Differential Substrate Sensing in Terpene Synthases from Plants and Microorganisms. Insights from Structural, Bioinformatic, and EnzyDock Analyses


Angew Chem Int Ed Engl. 2024 Mar 31:e202400743. doi: 10.1002/anie.202400743. Online ahead of print.


Terpene synthases (TPS) catalyze the first step in the formation of terpenoids, which comprise the largest class of natural products in nature. TPS employ a family of universal natural substrates, composed of isoprenoid units bound to a diphosphate moiety. The intricate structures generated by TPS are the result of substrate binding and folding in the active site, enzyme-controlled carbocation reaction cascades, and final reaction quenching. A key unaddressed question in class I TPS is the asymmetric nature of the diphosphate-(Mg2+)3 cluster, which forms a critical part of the active site.

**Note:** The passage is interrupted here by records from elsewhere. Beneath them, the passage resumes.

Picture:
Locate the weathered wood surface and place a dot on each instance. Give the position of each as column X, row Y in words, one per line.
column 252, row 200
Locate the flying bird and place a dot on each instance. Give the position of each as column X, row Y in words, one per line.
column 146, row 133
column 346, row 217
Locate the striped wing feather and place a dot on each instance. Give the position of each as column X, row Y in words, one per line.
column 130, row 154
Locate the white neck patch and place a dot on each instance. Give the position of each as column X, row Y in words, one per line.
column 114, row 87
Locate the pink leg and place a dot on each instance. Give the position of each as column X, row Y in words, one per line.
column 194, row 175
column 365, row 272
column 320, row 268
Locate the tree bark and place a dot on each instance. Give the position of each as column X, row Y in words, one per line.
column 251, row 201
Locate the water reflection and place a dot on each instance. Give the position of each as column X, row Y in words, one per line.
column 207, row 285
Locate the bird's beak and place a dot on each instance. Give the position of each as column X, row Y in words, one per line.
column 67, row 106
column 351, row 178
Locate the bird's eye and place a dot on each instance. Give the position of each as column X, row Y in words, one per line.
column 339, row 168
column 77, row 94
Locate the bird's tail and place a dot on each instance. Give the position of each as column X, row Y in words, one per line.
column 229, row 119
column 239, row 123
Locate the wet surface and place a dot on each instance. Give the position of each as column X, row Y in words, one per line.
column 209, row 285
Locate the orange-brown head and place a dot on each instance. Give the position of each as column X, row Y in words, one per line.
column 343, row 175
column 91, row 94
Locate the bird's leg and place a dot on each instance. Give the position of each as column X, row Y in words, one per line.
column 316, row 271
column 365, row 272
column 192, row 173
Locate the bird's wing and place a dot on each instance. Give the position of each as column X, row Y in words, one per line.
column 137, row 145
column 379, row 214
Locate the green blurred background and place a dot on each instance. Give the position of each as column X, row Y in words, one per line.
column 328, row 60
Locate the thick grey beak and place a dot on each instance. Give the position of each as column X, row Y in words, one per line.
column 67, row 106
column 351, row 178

In this asymmetric ion-cluster, two diphosphate oxygens protrude into the active site pocket. The substrate hydrocarbon tail, which is eventually molded into terpenes, can bind to either of these oxygens, yet to which is unknown. Here, we employ structural, bioinformatics, and EnzyDock docking tools to address this enigma. We bring initial data suggesting that this difference is rooted in evolutionary differences between TPS. We hypothesize that this alteration in binding, and subsequent chemistry, is due to TPS originating from plants or microorganisms. We further suggest that this difference can cast light on the frequent observation that the chiral products or intermediates of plant and bacterial terpene synthases represent opposite enantiomers.